Photography Reviews

Loupedeck+ review: why is it so much better than the original Loupedeck?

Loupedeck+ review
In the Loupedeck: the makers get it right at the second attempt

The Loupedeck photo-editing console was one of my favourite pieces of hardware of 2017, albeit one with a couple of notable flaws. Now we have the Loupedeck+, a second generation of the device which promises to make your late-night trawl through thousands of photos in Lightroom that much easier.

So how does the Loupedeck+ differ from its predecessor? And is it worth buying afresh? Find out in our Loupedeck+ review.

Loupedeck+ review: console layout

Loupedeck+ review

As you can see, there’s not a world of difference between the Loupedeck+ and the original Loupedeck in terms of layout, but there have been subtle improvements.

First, you now have two customisable dials instead of one. Given that the Loupedeck+ still omits a dedicated dial for sharpening (they must be soft portrait fans in the Loupedeck office), that gives you another to play with for tools such as dehaze.
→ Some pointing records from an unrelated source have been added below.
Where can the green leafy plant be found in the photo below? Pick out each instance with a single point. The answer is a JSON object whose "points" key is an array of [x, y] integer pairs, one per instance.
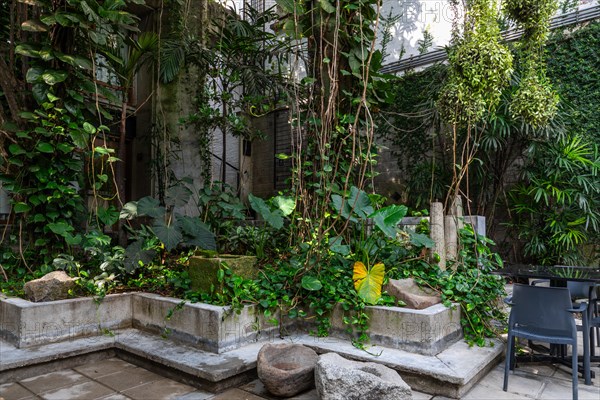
{"points": [[273, 212], [554, 207], [169, 227], [535, 101], [469, 282], [480, 67]]}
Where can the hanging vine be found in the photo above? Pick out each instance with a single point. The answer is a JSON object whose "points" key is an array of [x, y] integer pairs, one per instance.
{"points": [[480, 66], [535, 100], [332, 115]]}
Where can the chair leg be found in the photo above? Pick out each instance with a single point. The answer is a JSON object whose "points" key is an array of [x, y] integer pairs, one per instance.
{"points": [[574, 368], [510, 345], [587, 340]]}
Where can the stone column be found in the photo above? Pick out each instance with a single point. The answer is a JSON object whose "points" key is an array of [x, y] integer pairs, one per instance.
{"points": [[453, 222], [437, 232]]}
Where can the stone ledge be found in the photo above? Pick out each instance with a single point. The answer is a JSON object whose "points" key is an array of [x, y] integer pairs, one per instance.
{"points": [[450, 373], [210, 328]]}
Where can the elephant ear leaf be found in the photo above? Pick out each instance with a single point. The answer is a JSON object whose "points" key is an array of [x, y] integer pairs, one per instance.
{"points": [[368, 282]]}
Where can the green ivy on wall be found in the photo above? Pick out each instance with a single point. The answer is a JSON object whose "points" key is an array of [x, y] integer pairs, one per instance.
{"points": [[573, 67]]}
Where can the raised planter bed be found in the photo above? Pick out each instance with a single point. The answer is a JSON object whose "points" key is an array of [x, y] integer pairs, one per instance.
{"points": [[210, 328]]}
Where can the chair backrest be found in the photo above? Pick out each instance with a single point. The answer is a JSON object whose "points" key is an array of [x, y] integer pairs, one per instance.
{"points": [[542, 307], [580, 289]]}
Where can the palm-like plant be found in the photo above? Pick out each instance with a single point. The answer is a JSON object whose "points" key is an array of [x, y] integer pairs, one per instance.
{"points": [[556, 205]]}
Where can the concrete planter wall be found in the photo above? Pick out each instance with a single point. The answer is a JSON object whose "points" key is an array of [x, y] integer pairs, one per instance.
{"points": [[25, 324], [210, 328], [428, 331]]}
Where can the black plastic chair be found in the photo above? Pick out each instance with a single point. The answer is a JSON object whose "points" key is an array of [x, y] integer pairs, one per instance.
{"points": [[544, 314], [589, 292]]}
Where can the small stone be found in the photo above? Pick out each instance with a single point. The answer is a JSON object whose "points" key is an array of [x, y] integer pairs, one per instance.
{"points": [[52, 286], [412, 294], [337, 378], [286, 369]]}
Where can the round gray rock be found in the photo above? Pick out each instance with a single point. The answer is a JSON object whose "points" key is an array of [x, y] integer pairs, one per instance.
{"points": [[337, 378], [286, 369], [52, 286]]}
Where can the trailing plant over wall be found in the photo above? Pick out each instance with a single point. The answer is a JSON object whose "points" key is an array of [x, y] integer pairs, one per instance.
{"points": [[52, 136], [332, 112], [573, 67], [535, 101], [504, 142], [480, 66]]}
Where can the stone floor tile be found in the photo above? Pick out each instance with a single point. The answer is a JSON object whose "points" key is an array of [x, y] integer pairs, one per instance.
{"points": [[559, 390], [83, 391], [236, 394], [102, 368], [53, 380], [521, 383], [14, 391], [480, 392], [195, 395], [257, 388], [164, 389], [421, 396], [134, 377], [115, 396]]}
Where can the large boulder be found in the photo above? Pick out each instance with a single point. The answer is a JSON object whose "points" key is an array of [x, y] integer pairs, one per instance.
{"points": [[52, 286], [337, 378], [286, 369], [412, 294]]}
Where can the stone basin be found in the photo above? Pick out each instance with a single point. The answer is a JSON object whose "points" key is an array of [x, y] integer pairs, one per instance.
{"points": [[286, 369]]}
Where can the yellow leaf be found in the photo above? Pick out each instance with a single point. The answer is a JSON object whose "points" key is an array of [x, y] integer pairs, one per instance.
{"points": [[368, 282], [360, 272]]}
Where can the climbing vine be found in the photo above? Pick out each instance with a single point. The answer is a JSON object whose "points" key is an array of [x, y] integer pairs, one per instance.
{"points": [[480, 66], [535, 100]]}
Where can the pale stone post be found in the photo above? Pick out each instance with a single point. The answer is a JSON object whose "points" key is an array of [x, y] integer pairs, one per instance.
{"points": [[437, 232], [452, 223]]}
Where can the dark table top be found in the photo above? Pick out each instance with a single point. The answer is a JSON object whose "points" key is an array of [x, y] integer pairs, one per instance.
{"points": [[553, 272]]}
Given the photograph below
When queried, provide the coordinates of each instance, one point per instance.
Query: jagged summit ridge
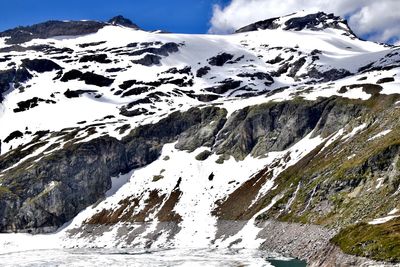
(54, 28)
(300, 21)
(122, 21)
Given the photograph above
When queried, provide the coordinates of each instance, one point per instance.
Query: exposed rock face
(148, 60)
(269, 24)
(316, 22)
(65, 182)
(40, 65)
(12, 76)
(220, 59)
(60, 185)
(87, 77)
(50, 29)
(120, 20)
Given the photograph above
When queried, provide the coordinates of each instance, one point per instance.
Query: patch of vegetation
(378, 242)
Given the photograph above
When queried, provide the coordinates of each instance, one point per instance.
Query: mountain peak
(300, 21)
(121, 20)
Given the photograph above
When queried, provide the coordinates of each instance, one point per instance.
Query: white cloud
(378, 20)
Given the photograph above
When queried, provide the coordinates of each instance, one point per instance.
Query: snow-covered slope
(63, 93)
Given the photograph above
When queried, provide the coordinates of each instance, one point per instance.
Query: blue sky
(181, 16)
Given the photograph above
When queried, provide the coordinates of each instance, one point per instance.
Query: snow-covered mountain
(128, 138)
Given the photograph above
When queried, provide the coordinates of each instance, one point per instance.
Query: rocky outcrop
(12, 77)
(40, 65)
(44, 192)
(51, 29)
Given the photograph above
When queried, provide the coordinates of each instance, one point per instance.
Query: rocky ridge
(252, 129)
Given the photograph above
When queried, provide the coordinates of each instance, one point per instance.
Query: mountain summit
(120, 20)
(284, 136)
(300, 21)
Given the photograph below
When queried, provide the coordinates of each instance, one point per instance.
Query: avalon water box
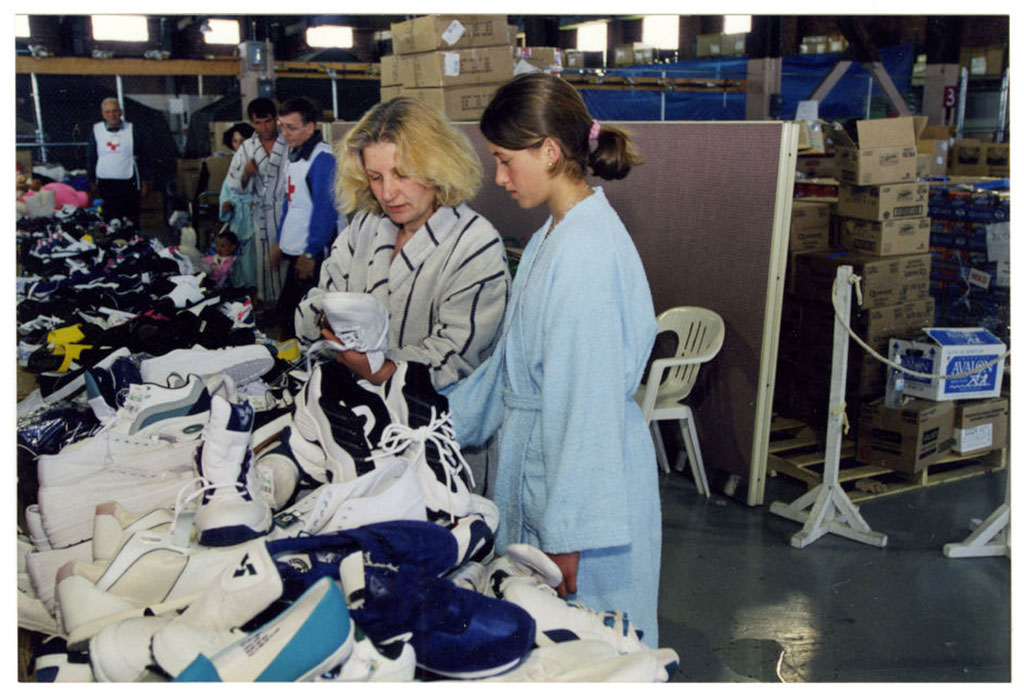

There are also many more user-assignable buttons on the board. These can be programmed to open functions such as brushes, filters and presets, but unless you have a little aide-memoire Blu-tacked to your desk somewhere, it’s a brain-training exercise trying to remember what L2 or C3 does.

That’s further enhanced (or exacerbated, depending on your memory) by the new Custom Mode. Press that button and all the regular dials take on an alternative function, which again you can assign in the software.

Finally on layout, a word about that big dial in the top left. By default, it’s still assigned to rotate/crop images in Lightroom’s Develop mode, a decision that absolutely baffles me. I can’t get my head around cropping images with a dial – it’s just awkward. It can be reassigned to scroll through the film strip, but it’s such a shame it wasn’t assigned to a more everyday feature, such as exposure.

Loupedeck+ review: build quality

Loupedeck+ review

The stand out difference between the Loupedeck+ and its predecessor is build quality. It’s miles better. It finally feels the high-end piece of kit it should have been in the first place.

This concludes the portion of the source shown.